Так и не попал Иван Заика в Севастополь ни в сорок первом, ни в сорок втором.

Артиллеристы, которые эвакуировались с 54-й батареи 2 ноября 1941 года на катерах, по прибытии в Севастополь в сообщении командованию о боевых действиях батареи писали: «Возможно, он жив и продолжает упорную борьбу с врагом за родину, за погибших товарищей, а если погиб, мы всегда будем чтить светлую память о тебе, лейтенант Заика!»

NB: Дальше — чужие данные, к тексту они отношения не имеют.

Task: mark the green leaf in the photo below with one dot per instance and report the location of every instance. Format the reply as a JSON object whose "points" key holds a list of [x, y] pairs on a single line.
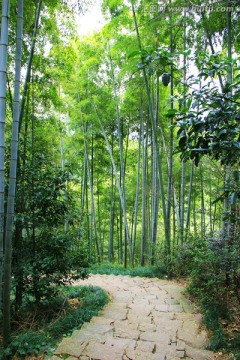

Так и посчитали его погибшим. И эта версия попала даже в книги, вышедшие спустя много лет после войны. А Иван Иванович, человек на редкость скромный и цельный, придя к партизанам, сначала сражался как рядовой боец, затем был выдвинут на должность начальника штаба отряда. За отличие в одной из операций был назначен командиром 10-го отряда 2-й бригады восточного соединения партизан Крыма.

Между прочим, в этом отряде воевали и тесть его и младший брат жены. А мать и еще две сестры Валентины (к тому времени ставшей матерью) были схвачены гестаповцами за связь с партизанами. Валентине по пути на вокзал удалось не только отдать ребенка одной из женщин, что толпились на улице, провожая арестантов, но еще и… сбежать при посадке в поезд.

Мать и сестры просидели в севастопольской тюрьме до мая сорок четвертого года – пришла наша армия и освободила их, а Валентина… Партизанские разведчики нашли ее и провели в лес, в отряд мужа, где она, как и на 54-й батарее, стала партизанским лекарем. Так Заики, муж и жена, вместе начали войну и вместе кончали ее.

Из партизанского войска Иван Иванович Заика снова вернулся на флот, командовал батареей, а в 1947 году, после одиннадцати лет службы, из-за плохого здоровья демобилизовался и вернулся в Кременчуг.

Вот и все – кончилась глава. Предчувствую вопросы: «А как же дальше сложилась судьба Заики? Нашелся ли сын? Что делает Валентина Заика?»

Сына Алика они отыскали летом 1944 года. В 1968 году он окончил Харьковский политехнический институт.

Валентина Герасимовна работает по своей специальности, на том же Кременчугском заводе автодорожных машин, где до флотской службы начинал свою рабочую карьеру ее будущий муж. А сам Иван Иванович после демобилизации без отрыва от производства окончил среднюю вечернюю школу, получил аттестат и поступил на заочное отдаление Харьковского автодорожного института.

Шесть лет мастер в цехе и студент-заочник в институте. Еще и теперь он меняется и лице, когда вспоминает о том времени. Тяжело было: ни денег, ни свободного часа, работа – учеба, учеба – работа. На зачетные сессии приходилось ездить в Харьков.

Ну, а если б не выдержал, то не был бы инженером и начальником отдела конструкторского бюро завода!

А как сложилась судьба комиссара батареи Саввы Павловича Муляра?

Комиссар настойчиво, терпеливо перенося все лишения и неудобства жизни скитальца, всю осень и начало зимы предпринимал несколько попыток пробраться в осажденный Севастополь, но ему не удалось осуществить свое желание.

Долго он переходил с одного места на другое в тылу у врага и лишь в 1942 году, совершенно измученный, больной, в холодный январский день одолел наконец роковое препятствие – линию фронта и под Ростовом-на-Дону очутился на своей стороне.

Лишь в сорок третьем году он снова вернулся на флот, на один из кораблей Каспийской военной флотилии. Затем, после настойчивых рапортов, ему удалось перебраться на Дунайскую военную флотилию, где он начинал военную службу. На Дунае, в городке Вилково, который не без основания называют Дунайской Венецией, комиссар Савва Павлович Муляр скончался от язвенной болезни в 1947 году.

А летчик Борисов Алексей Федорович?

Борисов прошел в осажденный Севастополь, получил новый самолет, войну закончил Героем Советского Союза.

Он приезжал в мае 1969 года на празднование двадцатипятилетия освобождения Севастополя, виделся с Заикой, и я, кстати, там же познакомился с ним.